Investors' nerves were also rattled by reports about whether U.S. Deputy Attorney General Rod Rosenstein would quit. But indexes steadied after the White House announced a Thursday meeting between President Donald Trump and Rosenstein, who oversees the special counsel's probe into Russia's role in Trump's 2016 election.
Seven of the 11 major S&P sectors were lower after U.S. tariffs on some $200 billion worth of Chinese goods took effect, along with Beijing's retaliatory duties.
"Investors are resigned to the fact this is going to be an ongoing situation for a while," said Brad McMillan, Chief Investment Officer for Commonwealth Financial Network, in Waltham, Mass., referring to the U.S.-China trade spat. "There's still some feeling this is a slow-moving train. It's not too late to stop the train or bring it back to the station, but the fact is that the train has left the station."
At 2:56 p.m. ET, the Dow Jones Industrial Average fell 164.33 points, or 0.61 percent, to 26,579.17, the S&P 500 lost 10.43 points, or 0.36 percent, to 2,919.24 and the Nasdaq Composite dropped 1.07 points, or 0.01 percent, to 7,985.89.
The industrial sector, which has borne the brunt of the protracted trade war, was the biggest drag on the S&P with a 1.2-percent drop. Interest rate sensitive sectors such as Consumer Staples, down 1.5 percent, and Real Estate, off 1.9 percent, were under pressure ahead of the Fed meeting.
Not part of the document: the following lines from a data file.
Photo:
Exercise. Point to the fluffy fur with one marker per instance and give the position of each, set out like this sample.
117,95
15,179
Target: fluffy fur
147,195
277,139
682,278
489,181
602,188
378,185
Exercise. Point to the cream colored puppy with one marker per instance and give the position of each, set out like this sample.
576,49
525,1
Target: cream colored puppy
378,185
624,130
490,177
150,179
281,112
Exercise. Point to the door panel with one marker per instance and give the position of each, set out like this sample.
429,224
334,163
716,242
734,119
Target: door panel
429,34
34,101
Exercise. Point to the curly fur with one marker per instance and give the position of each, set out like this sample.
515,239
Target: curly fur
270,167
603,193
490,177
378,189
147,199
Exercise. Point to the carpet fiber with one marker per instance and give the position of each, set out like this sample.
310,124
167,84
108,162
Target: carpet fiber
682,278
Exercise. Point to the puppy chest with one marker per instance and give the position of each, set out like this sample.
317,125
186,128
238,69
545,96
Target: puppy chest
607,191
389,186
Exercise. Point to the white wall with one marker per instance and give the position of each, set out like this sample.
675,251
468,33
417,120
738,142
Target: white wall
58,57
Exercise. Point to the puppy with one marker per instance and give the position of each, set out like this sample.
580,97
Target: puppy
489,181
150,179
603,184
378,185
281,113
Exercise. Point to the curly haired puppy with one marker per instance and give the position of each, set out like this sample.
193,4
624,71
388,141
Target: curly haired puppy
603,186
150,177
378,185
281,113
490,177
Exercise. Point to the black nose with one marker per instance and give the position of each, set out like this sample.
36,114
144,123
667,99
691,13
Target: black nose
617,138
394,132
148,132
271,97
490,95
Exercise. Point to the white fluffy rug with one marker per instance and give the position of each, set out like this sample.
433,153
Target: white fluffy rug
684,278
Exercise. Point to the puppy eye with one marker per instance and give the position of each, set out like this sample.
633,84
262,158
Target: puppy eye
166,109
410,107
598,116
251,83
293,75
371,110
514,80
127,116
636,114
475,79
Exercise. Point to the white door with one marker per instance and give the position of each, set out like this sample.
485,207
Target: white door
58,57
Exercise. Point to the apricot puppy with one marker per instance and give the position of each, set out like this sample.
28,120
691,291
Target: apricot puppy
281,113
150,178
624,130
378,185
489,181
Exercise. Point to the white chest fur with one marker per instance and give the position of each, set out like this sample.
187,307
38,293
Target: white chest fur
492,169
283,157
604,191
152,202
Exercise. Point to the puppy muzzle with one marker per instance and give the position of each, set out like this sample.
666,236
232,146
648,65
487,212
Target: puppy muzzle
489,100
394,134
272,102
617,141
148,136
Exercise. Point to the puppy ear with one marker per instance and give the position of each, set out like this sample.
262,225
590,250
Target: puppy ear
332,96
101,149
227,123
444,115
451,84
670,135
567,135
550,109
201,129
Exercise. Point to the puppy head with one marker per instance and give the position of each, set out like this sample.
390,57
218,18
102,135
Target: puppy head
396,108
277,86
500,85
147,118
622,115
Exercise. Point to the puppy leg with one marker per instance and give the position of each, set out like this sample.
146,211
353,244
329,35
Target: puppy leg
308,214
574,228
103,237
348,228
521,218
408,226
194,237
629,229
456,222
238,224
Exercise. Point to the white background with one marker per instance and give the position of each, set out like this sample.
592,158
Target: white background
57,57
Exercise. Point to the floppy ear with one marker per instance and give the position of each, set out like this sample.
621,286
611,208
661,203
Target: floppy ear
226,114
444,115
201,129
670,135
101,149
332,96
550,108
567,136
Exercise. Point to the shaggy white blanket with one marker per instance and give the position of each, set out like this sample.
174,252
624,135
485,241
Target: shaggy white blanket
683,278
The biggest percentage gainer among the S&P sectors was energy as oil prices rose. Other gainers included the re-branded and expanded "communications services" index and the technology sector.
The White House announced a meeting between Trump and Rosenstein after a flurry of conflicting reports about whether Rosenstein, a frequent target of Trump's anger, would be leaving.
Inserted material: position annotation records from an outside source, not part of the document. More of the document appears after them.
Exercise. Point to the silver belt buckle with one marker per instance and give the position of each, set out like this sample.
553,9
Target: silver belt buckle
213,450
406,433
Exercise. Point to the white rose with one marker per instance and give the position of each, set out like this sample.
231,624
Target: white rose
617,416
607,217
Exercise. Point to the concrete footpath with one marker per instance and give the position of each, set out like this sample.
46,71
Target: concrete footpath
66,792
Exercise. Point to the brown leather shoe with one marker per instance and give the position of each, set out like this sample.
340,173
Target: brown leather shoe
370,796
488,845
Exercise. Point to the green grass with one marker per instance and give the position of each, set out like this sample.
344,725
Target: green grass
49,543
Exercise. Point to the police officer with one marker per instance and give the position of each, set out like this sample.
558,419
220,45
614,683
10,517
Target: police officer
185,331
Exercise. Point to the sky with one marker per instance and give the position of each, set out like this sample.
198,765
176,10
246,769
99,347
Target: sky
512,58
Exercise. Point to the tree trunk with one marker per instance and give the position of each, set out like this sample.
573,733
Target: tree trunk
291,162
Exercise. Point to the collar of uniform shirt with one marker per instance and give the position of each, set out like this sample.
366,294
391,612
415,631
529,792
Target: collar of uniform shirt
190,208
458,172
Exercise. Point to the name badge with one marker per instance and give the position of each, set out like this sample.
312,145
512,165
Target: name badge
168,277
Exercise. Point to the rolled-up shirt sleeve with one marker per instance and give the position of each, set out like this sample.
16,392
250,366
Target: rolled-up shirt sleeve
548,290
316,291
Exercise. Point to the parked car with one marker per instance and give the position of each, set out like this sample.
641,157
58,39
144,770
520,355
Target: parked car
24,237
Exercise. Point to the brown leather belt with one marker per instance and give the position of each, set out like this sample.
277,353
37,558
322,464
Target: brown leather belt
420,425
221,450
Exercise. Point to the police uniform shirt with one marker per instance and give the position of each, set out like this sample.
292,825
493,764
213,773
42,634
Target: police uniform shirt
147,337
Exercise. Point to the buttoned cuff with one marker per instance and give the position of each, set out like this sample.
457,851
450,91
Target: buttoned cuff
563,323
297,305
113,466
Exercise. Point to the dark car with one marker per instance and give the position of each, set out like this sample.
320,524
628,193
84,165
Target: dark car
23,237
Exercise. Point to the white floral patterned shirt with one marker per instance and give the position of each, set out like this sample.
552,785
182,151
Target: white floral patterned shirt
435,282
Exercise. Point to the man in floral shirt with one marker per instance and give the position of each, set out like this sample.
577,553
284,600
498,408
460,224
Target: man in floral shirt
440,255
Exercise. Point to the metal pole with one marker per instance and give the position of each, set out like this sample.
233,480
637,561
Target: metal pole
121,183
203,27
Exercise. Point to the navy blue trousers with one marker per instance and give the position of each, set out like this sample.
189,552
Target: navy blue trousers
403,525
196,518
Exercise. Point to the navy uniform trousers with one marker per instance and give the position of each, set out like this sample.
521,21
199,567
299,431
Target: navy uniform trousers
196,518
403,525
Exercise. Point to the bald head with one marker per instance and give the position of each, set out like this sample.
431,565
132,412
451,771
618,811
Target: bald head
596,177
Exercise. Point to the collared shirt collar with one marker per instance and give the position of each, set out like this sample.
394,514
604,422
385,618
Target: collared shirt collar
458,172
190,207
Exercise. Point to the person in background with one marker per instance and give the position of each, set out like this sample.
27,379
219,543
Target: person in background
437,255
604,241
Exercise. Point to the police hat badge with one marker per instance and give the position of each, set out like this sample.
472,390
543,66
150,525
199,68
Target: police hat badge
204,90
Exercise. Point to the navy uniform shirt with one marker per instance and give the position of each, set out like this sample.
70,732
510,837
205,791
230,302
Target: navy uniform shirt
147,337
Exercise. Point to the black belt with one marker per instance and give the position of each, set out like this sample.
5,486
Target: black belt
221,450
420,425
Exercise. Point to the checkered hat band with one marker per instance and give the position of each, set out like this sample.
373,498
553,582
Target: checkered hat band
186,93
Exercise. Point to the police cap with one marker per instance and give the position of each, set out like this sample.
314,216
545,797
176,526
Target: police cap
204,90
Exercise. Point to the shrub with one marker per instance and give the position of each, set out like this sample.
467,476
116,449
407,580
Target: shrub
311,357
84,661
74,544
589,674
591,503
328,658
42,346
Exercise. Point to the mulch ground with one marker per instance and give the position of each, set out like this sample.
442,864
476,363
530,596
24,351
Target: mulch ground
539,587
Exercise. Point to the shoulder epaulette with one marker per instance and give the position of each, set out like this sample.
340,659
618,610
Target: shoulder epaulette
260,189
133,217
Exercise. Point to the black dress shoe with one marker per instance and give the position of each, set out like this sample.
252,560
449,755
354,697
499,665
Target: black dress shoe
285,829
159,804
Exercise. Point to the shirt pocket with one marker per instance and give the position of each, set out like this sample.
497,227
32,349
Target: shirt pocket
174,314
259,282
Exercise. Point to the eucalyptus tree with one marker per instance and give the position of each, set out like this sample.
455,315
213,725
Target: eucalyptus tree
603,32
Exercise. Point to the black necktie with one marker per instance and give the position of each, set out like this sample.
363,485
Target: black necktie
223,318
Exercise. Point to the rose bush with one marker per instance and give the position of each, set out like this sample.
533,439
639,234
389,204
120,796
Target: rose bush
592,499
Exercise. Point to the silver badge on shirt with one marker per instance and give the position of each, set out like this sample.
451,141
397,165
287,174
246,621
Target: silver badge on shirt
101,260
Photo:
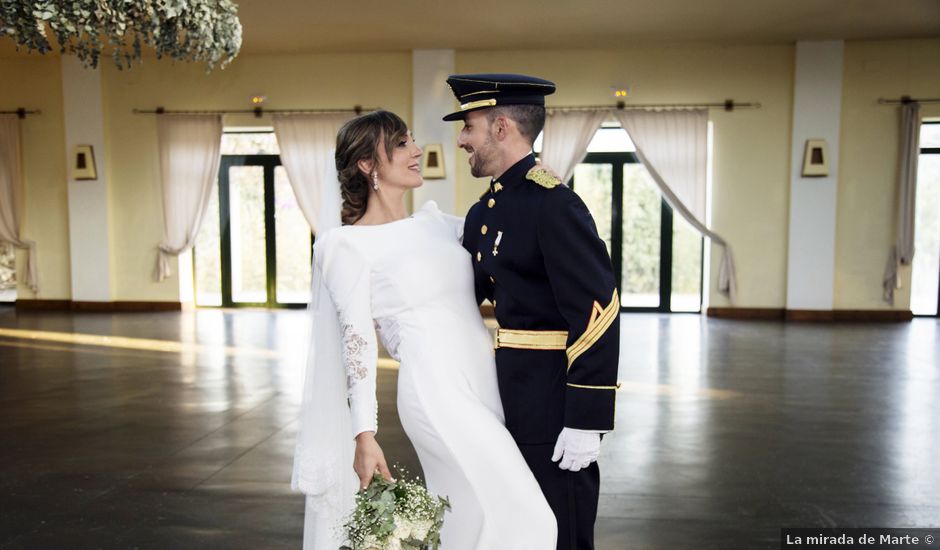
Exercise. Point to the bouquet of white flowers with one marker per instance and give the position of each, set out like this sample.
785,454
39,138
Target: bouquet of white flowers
395,515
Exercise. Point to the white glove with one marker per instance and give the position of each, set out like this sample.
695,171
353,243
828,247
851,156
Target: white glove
577,449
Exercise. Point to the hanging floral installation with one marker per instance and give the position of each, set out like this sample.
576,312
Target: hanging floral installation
188,30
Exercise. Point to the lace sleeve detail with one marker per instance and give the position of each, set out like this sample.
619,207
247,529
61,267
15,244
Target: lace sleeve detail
354,347
348,279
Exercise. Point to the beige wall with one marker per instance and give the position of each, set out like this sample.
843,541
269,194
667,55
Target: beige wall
35,82
867,204
751,164
752,147
288,81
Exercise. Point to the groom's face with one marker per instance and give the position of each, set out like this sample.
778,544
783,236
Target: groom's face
477,138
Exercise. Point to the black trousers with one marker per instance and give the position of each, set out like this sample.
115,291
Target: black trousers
571,495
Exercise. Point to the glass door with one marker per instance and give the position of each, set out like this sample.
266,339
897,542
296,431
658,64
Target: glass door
657,258
255,247
925,276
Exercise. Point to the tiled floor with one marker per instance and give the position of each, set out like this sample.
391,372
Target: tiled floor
180,434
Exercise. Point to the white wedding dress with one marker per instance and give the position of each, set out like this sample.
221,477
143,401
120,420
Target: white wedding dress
413,281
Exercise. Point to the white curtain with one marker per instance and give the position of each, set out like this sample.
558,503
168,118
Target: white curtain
11,196
307,142
673,147
565,139
190,147
902,253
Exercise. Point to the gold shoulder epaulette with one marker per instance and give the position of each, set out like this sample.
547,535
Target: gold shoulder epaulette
543,176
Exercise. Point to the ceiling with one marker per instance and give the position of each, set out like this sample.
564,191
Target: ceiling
375,25
293,26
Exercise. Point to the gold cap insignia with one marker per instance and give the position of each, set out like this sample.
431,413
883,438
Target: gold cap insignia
543,176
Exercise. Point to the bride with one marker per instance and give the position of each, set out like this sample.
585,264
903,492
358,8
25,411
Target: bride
409,278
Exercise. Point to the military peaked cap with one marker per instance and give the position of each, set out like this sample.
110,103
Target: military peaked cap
481,91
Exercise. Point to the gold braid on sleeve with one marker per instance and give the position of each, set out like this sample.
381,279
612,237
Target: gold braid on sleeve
600,321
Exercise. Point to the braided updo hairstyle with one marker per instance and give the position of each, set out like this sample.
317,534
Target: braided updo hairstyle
359,139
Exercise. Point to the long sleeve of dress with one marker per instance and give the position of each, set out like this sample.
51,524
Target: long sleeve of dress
346,275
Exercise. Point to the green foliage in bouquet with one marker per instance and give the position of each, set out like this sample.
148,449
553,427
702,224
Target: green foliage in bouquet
187,30
396,515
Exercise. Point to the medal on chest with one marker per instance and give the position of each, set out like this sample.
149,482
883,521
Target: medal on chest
499,237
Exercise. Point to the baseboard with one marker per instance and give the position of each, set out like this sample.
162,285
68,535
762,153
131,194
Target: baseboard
746,313
104,307
874,315
813,315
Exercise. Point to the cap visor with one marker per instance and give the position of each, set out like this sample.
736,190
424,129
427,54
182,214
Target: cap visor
455,116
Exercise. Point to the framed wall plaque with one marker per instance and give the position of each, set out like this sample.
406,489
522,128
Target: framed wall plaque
432,164
83,163
815,159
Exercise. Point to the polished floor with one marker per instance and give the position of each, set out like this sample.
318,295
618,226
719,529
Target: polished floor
175,430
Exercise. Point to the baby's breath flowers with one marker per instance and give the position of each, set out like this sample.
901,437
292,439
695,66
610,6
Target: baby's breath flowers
396,515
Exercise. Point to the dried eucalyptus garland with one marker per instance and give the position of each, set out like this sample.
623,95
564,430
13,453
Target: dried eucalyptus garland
189,30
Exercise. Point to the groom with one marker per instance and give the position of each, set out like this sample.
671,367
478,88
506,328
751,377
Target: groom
538,258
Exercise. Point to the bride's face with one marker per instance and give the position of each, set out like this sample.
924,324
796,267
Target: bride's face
404,168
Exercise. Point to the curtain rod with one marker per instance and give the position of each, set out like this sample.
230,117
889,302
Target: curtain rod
21,112
257,111
907,99
727,105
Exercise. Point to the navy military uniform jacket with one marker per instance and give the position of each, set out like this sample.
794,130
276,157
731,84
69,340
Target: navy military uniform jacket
537,256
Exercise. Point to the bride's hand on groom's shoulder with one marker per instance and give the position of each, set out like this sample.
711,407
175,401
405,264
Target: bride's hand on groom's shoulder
369,459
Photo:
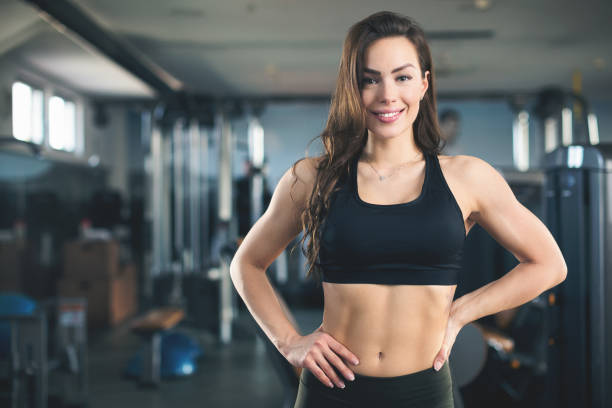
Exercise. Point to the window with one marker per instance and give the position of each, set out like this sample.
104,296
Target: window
27,113
62,124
"Markets have gotten accustomed to a pretty high level of political noise from Washington," said Commonwealth's McMillan. "With the fundamentals solid, we've seen that noise can shake confidence but hasn't really brought it down."
The technology sector cut earlier losses and was flat, lifted by Apple, whose products have been spared from new tariffs. Apple climbed 1.2 percent.
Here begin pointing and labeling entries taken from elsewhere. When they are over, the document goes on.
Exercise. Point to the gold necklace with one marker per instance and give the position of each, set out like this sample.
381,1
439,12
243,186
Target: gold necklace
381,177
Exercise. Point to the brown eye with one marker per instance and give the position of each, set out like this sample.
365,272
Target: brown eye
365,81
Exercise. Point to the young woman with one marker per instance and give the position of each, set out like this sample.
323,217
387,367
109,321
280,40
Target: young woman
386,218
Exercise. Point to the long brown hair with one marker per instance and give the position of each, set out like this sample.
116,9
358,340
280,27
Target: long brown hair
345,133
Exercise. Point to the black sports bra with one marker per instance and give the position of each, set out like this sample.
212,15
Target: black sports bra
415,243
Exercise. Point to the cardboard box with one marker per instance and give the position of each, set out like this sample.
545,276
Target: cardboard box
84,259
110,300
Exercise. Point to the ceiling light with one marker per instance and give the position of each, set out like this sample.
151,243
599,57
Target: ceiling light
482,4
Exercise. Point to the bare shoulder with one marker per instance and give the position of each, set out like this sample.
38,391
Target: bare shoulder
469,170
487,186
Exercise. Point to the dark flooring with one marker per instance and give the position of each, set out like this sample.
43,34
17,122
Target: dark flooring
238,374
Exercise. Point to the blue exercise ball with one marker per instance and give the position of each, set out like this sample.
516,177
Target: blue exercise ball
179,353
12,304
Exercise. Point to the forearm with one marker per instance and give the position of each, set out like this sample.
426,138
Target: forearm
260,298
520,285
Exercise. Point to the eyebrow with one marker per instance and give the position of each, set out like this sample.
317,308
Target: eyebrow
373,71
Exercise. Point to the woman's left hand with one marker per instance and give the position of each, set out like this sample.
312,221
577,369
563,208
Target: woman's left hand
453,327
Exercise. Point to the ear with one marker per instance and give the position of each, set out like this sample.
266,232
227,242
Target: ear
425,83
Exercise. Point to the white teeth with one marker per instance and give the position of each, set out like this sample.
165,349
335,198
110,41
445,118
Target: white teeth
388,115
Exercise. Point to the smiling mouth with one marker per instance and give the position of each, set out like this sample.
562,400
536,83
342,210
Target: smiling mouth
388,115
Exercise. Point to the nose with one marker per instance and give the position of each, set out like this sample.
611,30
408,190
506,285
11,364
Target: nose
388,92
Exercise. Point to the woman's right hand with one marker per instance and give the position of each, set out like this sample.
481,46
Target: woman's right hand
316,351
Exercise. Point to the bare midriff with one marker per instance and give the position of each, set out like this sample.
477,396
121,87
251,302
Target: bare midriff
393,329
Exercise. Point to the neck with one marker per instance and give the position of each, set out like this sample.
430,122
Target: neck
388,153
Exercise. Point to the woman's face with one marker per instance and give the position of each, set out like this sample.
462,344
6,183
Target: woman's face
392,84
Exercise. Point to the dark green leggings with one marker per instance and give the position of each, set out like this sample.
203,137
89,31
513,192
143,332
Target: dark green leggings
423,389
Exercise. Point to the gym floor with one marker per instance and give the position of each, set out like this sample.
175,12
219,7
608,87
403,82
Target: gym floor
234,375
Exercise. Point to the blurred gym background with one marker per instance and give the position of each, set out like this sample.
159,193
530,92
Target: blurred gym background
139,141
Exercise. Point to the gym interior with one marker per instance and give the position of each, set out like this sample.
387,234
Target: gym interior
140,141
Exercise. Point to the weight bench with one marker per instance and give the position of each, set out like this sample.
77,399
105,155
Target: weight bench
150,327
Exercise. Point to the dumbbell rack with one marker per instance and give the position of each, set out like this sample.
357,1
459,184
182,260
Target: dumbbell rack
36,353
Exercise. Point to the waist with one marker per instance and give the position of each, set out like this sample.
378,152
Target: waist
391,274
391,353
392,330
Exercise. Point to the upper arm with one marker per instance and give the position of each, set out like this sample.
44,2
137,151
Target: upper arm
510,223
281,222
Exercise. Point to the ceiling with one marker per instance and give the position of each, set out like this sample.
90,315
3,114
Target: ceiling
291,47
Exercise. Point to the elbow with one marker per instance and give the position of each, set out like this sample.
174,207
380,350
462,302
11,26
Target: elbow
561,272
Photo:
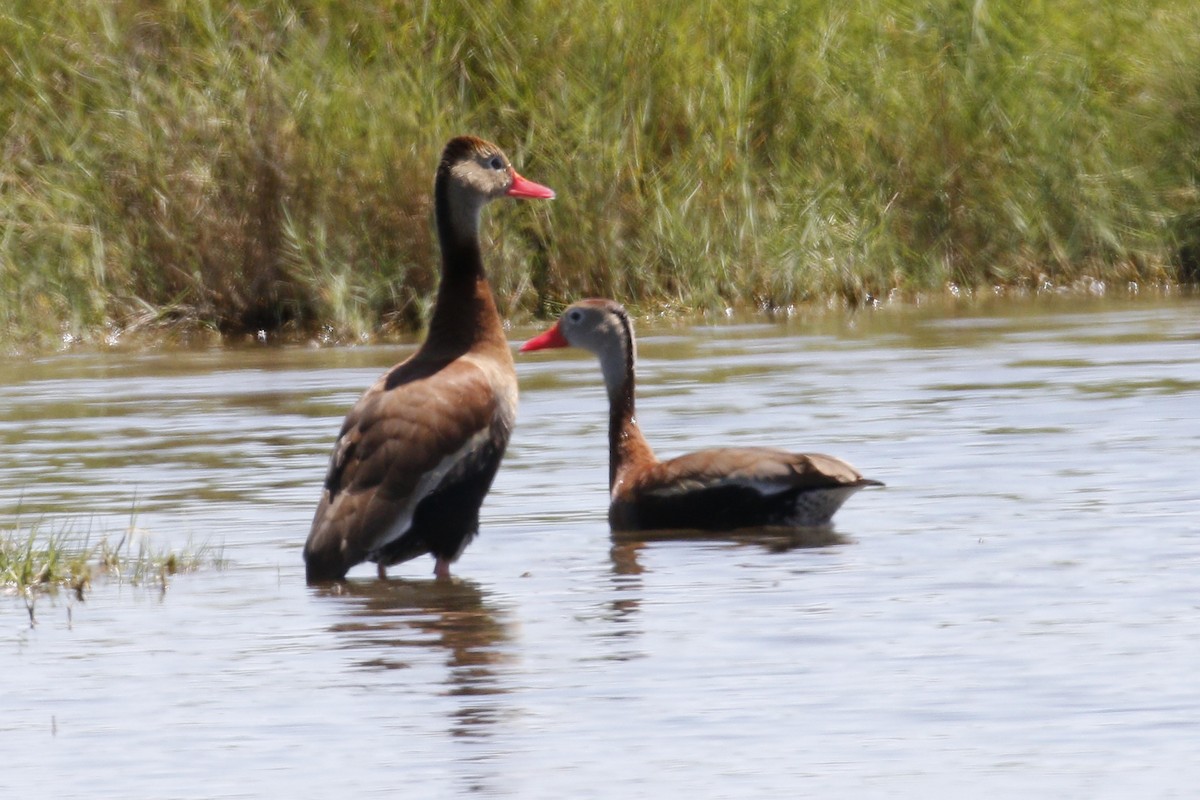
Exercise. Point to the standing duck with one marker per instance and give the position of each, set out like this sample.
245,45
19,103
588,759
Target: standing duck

The communications services index, which now houses media stocks besides telecom companies, opened lower in its debut. But it showed a 0.2-percent gain by late afternoon as new member Netflix climbed 2 percent.
Other members Twenty-First Century Fox and Walt Disney rose 1.5 percent and 2 percent, respectively, after losing an auction for Sky Plc to Comcast, which slid 6 percent.
Michael Kors Holdings Ltd tumbled 7.6 percent after reports citing unnamed sources said the fashion group has agreed to take control of Italy's Versace in a deal that could value the company at $2 billion.
Declining issues outnumbered advancing ones on the NYSE by a 1.98-to-1 ratio; on Nasdaq, a 1.62-to-1 ratio favored decliners.
The S&P 500 posted 17 new 52-week highs and 3 new lows; the Nasdaq Composite recorded 38 new highs and 44 new lows.